她觉得等下回去若是不抱着宣亲王,肯定受不了。

    早上来丞相府,她就用了身子不适为由,可以说是睡到了丞相府。

    若回去还用身子不适这招,难免有些说不通。

    酒是个好东西啊。

    张诗滢给宣亲王斟了一杯酒,然后又给自己斟了一杯。

    这酒是有二十个年头的佳酿。

    张诗滢仰头而尽。

    喝下去的瞬间,精致的小脸皱成了苦瓜脸。

    “咳咳咳……咳咳咳……”好辣嗓子。

    宣亲王见张诗滢这样子也是哭笑不得。

    不能喝就别喝,她还喝的那么猛。

    丞相及丞相夫人见自家女儿这般失仪,吓的脸都变了。

    丞相正要开口像宣亲王求情,宣亲王开口了:“王妃,你没事吧?”

    张诗滢难受的要命,眼泪水都咳出来了:“多谢王爷关心,妾身无碍。”

    “你平时未曾喝过酒吗?怎地喝的如此迅猛!”

    张诗滢小脸红扑扑的:“让王爷见笑,妾身也没想到会呛着。”

    下首的丞相和丞相夫人见宣亲王完全没有怪罪的意思,心里的大石头松了。

    张诗滢满满喝了一大杯酒,饭还没吃到一半,整个人就晕乎乎的,有些分不清东南西北了。

    丞相夫人看不下去,回禀了宣亲王,然后把张诗滢扶了下去。

    张诗滢在府里睡了一个多时辰,酒就醒的七七八八了。

    坐在梳妆台前,看着镜子里的美人儿,小脸红似朝霞,双眼朦胧,一副酒劲还没醒的样子。

    春喜道:“王妃平日不喝酒的,怎地这次喝这么多?”

    张诗滢没说话,深藏功与名。

    “去问问王爷那边事情谈完了没有!若是谈完了,本妃瞧着天色也不早了,该回王府了。”

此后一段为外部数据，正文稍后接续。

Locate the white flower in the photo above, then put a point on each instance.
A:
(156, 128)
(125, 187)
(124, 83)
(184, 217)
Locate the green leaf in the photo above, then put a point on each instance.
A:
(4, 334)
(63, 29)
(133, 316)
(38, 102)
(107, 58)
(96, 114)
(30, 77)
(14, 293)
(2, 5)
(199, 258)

    春婵点头:“奴婢这就去问。”说罢,行了一礼,转身快步走了出去。

    宣亲王得知张诗滢醒了,催着回府,也就同意了。

    张诗滢上了马车,宣亲王已经在里面端坐着了。

    张诗滢柔柔一笑:“王爷~”算是有礼了。

    宣亲王看了她一眼:“身子可还好?”

    张诗滢摇头道:“妾身还是晕乎乎的,有些子难受。”

    宣亲王道:“谁让你不会喝酒,偏生还喝了那么多。”

    张诗滢可怜巴巴的:“妾身就是闻着那佳酿太香醇了,且看着王爷一杯接一杯的下去,就想着尝尝是什么味儿。“

    宣亲王:“……”

    马车缓缓驶动,张诗滢看着宣亲王那张俊脸,又看了看他那胸膛,可真是诱人啊。

    “王爷,妾身还想抱抱您。”

    张

    诗滢眼巴巴的望着他。

    宣亲王看她那样子,好像不同意她就能哭出声来。

    张诗滢见宣亲王不说话,继续追问:“妾身喝多了酒,现在还是晕乎乎的,妾身可以抱抱您吗?”张诗滢之所以喝酒,就是为了有理由抱他,可不会轻易放弃。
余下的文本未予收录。